Kaggle Bag of Words Meets Bag of Popcorns using Word2vec in R

An entry to Bag of words meets bag of popcorns using word2vec in R

To get competion data, click here

####Packages needed:

  • rword2vec
  • Rcpp and RcppArmadillo
  • rpart and randomForest
  • tm

####Code Explanation:

  • Word vectors are obtained by using rword2vec package.
  • Binary output file is converted into text file for further processing.
  • To create training dataset for sentiment classification for reviews using word vectors obtained above, two popular methods can be used:
  1. Vector Averaging
  2. Clustering
  • In first methods, we have to do vector averaging for each row of labeled and test dataset. There are many ways to do this but I have done this part using Rcpp and RcppArmadillo (R interface to C++) to avoid these compute intensive operations.
  • In clustering,we are doing bag of centroids instead of bag of words. This part is also done using Rcpp and RcppArmadillo to optimize speed.
  • Finally, classsification is done using random forest.
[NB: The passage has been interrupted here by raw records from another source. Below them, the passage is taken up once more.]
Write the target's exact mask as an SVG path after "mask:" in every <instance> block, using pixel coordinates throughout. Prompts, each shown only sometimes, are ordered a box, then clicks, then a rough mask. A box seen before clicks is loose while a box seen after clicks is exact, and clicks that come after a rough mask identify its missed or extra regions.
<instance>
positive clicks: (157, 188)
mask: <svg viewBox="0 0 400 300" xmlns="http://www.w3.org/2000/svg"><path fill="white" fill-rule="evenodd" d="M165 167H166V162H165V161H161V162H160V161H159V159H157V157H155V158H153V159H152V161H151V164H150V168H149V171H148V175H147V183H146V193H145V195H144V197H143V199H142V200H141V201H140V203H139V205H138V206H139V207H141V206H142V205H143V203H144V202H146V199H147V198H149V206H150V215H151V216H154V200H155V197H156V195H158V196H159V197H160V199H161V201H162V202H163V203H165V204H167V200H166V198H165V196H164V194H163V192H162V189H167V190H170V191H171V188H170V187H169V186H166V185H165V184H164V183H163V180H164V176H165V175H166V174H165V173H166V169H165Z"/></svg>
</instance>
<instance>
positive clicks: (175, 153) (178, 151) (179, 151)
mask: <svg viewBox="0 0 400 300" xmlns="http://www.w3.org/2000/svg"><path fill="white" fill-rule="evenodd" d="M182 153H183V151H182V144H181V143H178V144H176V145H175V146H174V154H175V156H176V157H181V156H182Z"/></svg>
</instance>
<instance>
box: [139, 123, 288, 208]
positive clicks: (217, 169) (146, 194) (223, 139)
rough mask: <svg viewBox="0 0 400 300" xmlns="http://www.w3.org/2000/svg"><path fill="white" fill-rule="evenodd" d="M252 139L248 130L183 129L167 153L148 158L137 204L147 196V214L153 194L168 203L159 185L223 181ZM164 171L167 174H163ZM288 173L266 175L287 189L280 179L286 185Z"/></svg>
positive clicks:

####Note: I'd recommend to read this python tutorial series first for better understanding of vector averaging and clustering.

####Test dataset results:

image

Classification using Vector Averaging

image2

Classification using Clustering

####Results:

  • Accuracy obtained for averaging and bag of centroids is more than their respective threshold but it is still very less.
  • Accuracy can be improved using different machine learning algorithms like GBM,xgboost,neural networks etc and using techniques like stacking, blending, bagging etc.